By Howard Nemerov
The cursive crawl, the squared-off characters
these by themselves delight, even without
a meaning, in a foreign language, in
Chinese, for instance, or when skaters curve
all day across the lake, scoring their white
records in ice. Being intelligible,
these winding ways with their audacities
and delicate hesitations, they become
miraculous, so intimately, out there
at the pen’s point or brush’s tip, do world
and spirit wed. The small bones of the wrist
balance against great skeletons of stars
exactly; the blind bat surveys his way
by echo alone. Still, the point of style
is character. The universe induces
a different tremor in every hand, from the
check-forger’s to that of the Emperor
Hui Tsung, who called his own calligraphy
the ‘Slender Gold.’ A nervous man
writes nervously of a nervous world, and so on.
Miraculous. It is as though the world
were a great writing. Having said so much,
let us allow there is more to the world
than writing: continental faults are not
bare convoluted fissures in the brain.
Not only must the skaters soon go home;
also the hard inscription of their skates
is scored across the open water, which long
remembers nothing, neither wind nor wake.
Howard Nemerov, “Writing” from The Collected Poems of Howard Nemerov. Copyright © 1977 by Howard Nemerov.

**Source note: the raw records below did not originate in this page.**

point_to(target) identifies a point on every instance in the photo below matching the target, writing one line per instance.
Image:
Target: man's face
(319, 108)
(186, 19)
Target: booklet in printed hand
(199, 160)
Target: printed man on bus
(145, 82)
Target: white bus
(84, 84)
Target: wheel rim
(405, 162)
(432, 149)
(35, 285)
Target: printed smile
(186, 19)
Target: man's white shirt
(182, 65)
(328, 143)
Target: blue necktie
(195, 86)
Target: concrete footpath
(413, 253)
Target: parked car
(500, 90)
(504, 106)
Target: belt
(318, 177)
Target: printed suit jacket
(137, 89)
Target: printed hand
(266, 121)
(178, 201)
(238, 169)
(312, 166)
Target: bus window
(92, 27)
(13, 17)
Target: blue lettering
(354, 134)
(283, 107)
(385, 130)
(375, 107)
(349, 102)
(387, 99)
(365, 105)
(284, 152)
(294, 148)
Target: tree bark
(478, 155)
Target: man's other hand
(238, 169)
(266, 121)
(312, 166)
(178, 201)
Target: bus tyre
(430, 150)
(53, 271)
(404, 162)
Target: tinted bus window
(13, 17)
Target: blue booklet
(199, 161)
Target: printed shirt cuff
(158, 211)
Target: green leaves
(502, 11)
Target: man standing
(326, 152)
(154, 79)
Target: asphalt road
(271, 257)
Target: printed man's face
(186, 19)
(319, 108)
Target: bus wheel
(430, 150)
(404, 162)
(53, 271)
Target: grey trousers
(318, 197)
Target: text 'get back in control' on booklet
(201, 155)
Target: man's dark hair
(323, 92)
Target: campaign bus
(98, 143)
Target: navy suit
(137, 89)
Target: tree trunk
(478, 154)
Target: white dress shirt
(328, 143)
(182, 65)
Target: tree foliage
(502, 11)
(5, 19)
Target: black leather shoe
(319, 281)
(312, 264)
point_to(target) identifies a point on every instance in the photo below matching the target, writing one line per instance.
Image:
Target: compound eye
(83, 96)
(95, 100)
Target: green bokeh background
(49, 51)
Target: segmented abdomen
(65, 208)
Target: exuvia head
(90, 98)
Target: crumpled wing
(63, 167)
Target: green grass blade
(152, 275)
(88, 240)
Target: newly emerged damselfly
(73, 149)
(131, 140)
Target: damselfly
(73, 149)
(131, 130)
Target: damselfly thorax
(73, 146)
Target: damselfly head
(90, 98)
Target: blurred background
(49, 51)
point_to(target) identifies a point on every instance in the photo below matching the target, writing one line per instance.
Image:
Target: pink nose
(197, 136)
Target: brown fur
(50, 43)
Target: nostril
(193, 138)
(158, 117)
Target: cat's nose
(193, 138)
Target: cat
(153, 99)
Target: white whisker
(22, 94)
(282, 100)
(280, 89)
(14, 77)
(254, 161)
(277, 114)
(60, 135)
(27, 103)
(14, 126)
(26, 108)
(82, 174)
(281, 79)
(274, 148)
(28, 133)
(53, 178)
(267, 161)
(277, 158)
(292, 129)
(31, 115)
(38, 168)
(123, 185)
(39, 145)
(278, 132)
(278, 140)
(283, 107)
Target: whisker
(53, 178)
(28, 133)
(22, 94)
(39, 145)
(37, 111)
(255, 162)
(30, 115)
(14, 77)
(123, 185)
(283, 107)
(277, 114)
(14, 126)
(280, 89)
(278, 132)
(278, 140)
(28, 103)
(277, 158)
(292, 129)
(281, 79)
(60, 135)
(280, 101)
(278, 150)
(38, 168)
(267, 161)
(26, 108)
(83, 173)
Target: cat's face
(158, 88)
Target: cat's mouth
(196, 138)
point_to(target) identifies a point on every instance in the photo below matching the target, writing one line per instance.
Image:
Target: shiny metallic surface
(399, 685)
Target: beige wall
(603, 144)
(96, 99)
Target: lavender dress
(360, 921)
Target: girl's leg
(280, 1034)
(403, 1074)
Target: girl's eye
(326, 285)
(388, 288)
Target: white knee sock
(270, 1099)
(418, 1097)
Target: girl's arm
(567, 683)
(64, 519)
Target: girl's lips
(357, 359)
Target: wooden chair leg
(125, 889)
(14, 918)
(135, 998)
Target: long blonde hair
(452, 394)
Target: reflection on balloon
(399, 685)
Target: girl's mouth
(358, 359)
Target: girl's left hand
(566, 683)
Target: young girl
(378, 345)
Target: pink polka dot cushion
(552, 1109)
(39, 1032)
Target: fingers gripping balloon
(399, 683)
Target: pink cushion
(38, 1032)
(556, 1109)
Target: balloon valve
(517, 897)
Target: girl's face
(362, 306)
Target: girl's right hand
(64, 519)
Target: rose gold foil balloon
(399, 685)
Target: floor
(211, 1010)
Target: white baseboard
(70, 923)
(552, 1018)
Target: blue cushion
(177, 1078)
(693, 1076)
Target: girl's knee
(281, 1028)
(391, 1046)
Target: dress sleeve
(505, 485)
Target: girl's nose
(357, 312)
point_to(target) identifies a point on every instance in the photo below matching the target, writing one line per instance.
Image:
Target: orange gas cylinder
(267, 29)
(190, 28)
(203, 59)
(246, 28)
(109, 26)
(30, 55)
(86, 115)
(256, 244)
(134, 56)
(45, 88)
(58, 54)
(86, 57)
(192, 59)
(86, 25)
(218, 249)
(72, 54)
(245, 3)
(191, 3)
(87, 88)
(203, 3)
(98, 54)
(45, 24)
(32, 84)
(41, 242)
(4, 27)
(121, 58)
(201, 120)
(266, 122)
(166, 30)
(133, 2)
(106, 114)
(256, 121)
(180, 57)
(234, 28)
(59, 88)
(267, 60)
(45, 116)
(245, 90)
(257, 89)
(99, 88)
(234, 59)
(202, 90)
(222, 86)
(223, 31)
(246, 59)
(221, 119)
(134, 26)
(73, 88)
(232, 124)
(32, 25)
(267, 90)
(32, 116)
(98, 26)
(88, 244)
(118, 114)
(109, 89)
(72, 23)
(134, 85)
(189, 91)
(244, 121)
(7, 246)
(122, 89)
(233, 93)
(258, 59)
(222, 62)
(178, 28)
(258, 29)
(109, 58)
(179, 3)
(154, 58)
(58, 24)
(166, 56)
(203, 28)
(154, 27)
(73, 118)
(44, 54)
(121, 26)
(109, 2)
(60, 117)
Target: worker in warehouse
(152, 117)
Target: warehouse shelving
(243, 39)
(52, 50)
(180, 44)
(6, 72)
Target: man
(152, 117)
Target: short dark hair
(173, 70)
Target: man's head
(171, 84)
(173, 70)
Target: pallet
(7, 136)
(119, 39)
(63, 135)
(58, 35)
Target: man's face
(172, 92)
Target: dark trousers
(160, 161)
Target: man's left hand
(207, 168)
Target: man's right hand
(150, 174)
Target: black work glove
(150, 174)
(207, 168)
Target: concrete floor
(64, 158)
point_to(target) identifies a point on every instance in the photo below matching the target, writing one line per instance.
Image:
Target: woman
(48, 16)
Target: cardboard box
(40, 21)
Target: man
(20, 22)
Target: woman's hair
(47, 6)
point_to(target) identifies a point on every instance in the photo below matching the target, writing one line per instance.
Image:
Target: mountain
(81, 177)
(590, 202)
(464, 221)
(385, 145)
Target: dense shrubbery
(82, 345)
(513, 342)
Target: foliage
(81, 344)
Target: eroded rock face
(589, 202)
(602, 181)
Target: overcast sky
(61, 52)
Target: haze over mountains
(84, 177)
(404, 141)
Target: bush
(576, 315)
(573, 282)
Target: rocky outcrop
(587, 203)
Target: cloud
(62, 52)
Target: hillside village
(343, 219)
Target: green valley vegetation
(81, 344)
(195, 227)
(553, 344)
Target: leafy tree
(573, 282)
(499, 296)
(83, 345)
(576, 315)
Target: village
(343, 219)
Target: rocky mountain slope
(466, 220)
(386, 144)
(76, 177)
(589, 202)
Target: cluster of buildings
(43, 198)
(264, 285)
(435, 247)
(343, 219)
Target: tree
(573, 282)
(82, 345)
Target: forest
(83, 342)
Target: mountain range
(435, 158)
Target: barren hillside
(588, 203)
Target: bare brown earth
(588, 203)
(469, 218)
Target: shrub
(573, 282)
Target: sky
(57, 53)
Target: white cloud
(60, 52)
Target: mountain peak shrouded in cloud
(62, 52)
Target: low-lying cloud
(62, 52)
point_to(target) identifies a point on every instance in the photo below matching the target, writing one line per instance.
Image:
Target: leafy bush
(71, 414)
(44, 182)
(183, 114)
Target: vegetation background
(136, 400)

Reprinted with the permission of Margaret Nemerov.
Source: The Collected Poems of Howard Nemerov (The University of Chicago Press, 1977)
Howard Nemerov was born in New York City, and attended the Society for Ethical Culture’s Fieldstone School and Harvard University, where he graduated in 1941. He then served as a pilot in the U.S. Army Air Force during World War II, an experience he reflects on in “The War in the Air.” After the war, he completed his first book of poems and began teaching at Hamilton College, his first of many teaching positions. In the poems “The Vacuum,” and “Writing,” Nemerov combines a formal elegance with an intelligent wit and strong emotions to describe the mysteries of death and written language.